Recién concluido el triunfo del Barça sobre el Levante, los presentadores de Barça TV, Sandra Sarmiento y Xavi Rocamora, interrogaron a Cesc Fàbregas: "¿De qué has jugado hoy?", preguntaron. Y el de Arenys respondió: "No
lo sé muy bien. De algo". Rumió un rato y añadió: "Bueno, quizás de
media punta".
Ahí está una de las claves que explica muchas cosas: la desaparición
de las reglas inamovibles y los roles fijos. Durante años hemos
intentado descomponer las pautas del juego del a menudo indescifrable Pep Team,
pero las nuevas evoluciones siempre se adelantan a las conclusiones. En
cuanto hemos definido que Messi es falso 9, deja de serlo para adoptar
otros roles. Ahora mismo, ya ni siquiera lo es, aunque de vez en cuando
todavía transite por esa posición mentirosa.

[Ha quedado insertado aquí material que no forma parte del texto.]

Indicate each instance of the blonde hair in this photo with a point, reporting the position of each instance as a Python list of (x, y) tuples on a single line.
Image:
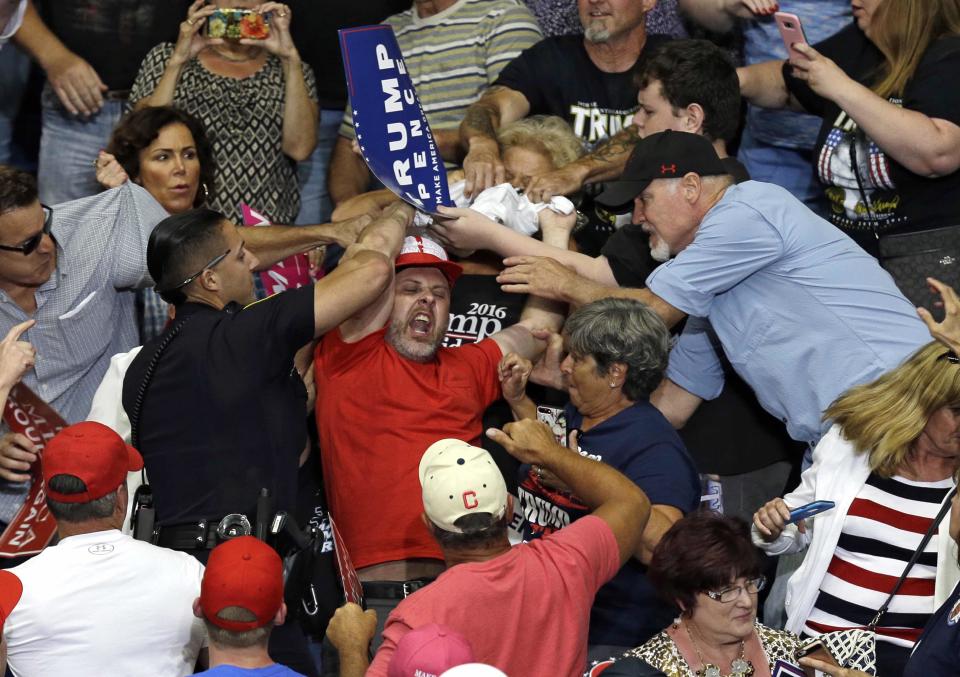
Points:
[(545, 134), (884, 417), (903, 30)]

Lo mismo ocurre con casi todos los paradigmas que hemos ido construyendo para explicar los éxitos acumulados. De Andrés Iniesta decíamos que era un repartidor de caramelos, pero la definición ya es obsoleta. Iniesta ha ascendido toda la escalera de méritos de la empresa familiar: empezó de botones y ya es el director general de operaciones. Cesc Fàbregas
fue fichado para perpetuar la especie y en cuatro meses ha tocado todos
los palos y conseguido borrar lo más significativo: el puesto fijo. ¿De
qué jugó ayer, de qué jugará mañana? Ya no importa. Simplemente, está,
contribuye, aparece y resuelve. Y podríamos seguir: con Alves, con Mascherano, con Abidal, con Alexis, indefinibles en su versatilidad.
De
entre todas las pautas y los roles que se van superponiendo en esta
evolución constante, hay un síntoma que debemos anotar: cuando la
maquinaria funciona como un reloj, Xavi pasa desapercibido, como
si no estuviera en el césped. Esa es su mejor contribución: hacer
funcionar el engranaje sin que nos percatemos de ello. Xavi es quien enciende la luz. El gerente que abre la fábrica con su llave, el piloto que despega el avión. No es Mozart como Messi, sino Beethoven,
sordo a los elogios y ausente de las portadas, dedicado en cuerpo y
alma a la creación, capataz de una obra que se antoja irrepetible. En
los días perfectos, Xavi se hace líquido para permitir que el juego fluya sin respiro. En las noches duras, como la de Milán, Xavi
se hace sólido para irrumpir y dar su grito presencial. En esas
ocasiones, exaltamos su prestación, pero eso significa que la maquinaria
sufría interrupciones, exigiendo la cosificación del capataz.
Llega uno de los grandes partidos y todo está en su sitio: Cesc, en el rol indefinible; Iniesta, dirigiendo entre líneas las operaciones; y Xavi, transparente y líquido, con las llaves de la fábrica en el bolsillo y la mano sobre el interruptor de la luz.